When we started editing we had two external hard disk drives on which we saved our material. Number One for Diogo and Dudu and Number Two for Mayra and Luis. So far so good. Last February, however, Number One decided to go to sleep and never wake up again. Luckily for us, our friend and computerwizard Allan managed to save all the data from Number One and put it on Number Two. Since it was already February and we ran way behind schedule and therefore had to economize on our budget, we decided to take the gamble and continue working with just Number Two. Big Mistake.
Two weeks ago Number Two wanted to be formatted. No matter what we tried or asked or begged of Number Two, it still wanted to be formatted. A Hard Disk Rescue Team was formed, computerbrains in Rio, Holland, Senegal and Colombia were consulted and a macumba was contemplated but still all of our data remains unseen. It’s gone. All our work from the past months down the drain.

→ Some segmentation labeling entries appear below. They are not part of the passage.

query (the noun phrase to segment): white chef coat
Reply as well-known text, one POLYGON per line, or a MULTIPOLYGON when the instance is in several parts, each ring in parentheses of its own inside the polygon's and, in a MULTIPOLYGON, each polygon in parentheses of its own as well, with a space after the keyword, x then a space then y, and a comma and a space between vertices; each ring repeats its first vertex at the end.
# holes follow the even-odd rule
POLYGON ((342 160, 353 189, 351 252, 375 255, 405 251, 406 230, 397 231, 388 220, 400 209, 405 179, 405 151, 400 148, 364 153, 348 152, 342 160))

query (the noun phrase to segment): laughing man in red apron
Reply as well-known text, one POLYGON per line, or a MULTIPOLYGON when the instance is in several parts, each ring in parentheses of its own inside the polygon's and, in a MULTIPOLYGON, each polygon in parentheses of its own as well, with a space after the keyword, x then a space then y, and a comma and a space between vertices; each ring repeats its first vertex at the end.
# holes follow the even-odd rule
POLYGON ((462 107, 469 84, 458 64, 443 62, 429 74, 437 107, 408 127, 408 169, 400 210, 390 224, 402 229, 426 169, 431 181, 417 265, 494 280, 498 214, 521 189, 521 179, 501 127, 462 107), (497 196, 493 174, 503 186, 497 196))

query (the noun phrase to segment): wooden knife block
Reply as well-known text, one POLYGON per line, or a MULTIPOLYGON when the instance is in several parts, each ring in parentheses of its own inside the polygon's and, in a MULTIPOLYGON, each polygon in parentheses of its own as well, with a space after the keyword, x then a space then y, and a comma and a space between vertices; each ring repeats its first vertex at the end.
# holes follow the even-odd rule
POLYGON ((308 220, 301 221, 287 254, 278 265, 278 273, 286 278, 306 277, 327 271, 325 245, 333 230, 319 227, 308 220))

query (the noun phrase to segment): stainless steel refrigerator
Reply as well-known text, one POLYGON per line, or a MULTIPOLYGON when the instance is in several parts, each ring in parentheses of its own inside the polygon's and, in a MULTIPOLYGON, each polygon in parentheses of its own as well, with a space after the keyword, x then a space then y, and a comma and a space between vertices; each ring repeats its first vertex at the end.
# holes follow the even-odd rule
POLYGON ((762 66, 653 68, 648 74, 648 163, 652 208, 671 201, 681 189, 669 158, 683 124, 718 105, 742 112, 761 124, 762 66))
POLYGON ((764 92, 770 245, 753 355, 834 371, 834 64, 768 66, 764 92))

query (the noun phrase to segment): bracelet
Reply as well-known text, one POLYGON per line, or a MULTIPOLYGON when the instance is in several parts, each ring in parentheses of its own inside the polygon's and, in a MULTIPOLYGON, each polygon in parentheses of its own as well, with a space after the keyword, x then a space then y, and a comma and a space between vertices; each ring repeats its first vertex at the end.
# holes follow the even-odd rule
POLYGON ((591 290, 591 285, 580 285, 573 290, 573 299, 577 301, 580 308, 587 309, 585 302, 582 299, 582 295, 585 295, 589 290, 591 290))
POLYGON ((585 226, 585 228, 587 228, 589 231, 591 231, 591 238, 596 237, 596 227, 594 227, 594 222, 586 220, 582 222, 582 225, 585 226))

We have survived many obstacles. It started with transferring a lot of money to the Belgian cameraman to buy cameras and a ticket to Rio to train the crew but who never showed up nor gave us our money back. Then we had the Kafka-scenario with a Carioca microphone store. Not to mention the crew, each individual as well as as a team, had innumerable personal dificulties, setbacks, mistakes and dissapointments to overcome while shooting the documentary. But we survived all these hurdles. And now this. Does it really have to be this hard? I mean, we are not trying to save the Amazon from deforestation or come up with the plan for peace in the Middle East. We just want to make a 60 minute documentary about the lives, hopes and dreams of four young inhabitants of Vila Cruzeiro.
“Consider the lost material as a pre-edit, it can only get better”, said Patricia’s friend Dana. We try. But it’s hard. We are still mourning the loss of the months of editing on sequences, endless puzzling on keeping or cutting the frame and then getting it just right, almost perfect, with exactly the rhythm you wanted. It hurts that those edits are missing in action.
We don’t know why this happened. We also don’t know how this could have happened. And we definetely have absolutely no more clues on how to solve our problem. But we do know this: even though it happened we are determined to finish what we started. The premiere in July, forget it. We’re guessing mid-October se Deus quiser. We’ll keep you posted. Keep your fingers x-ed, please. We are in desperate (there’s that word again) need of all the help we can get.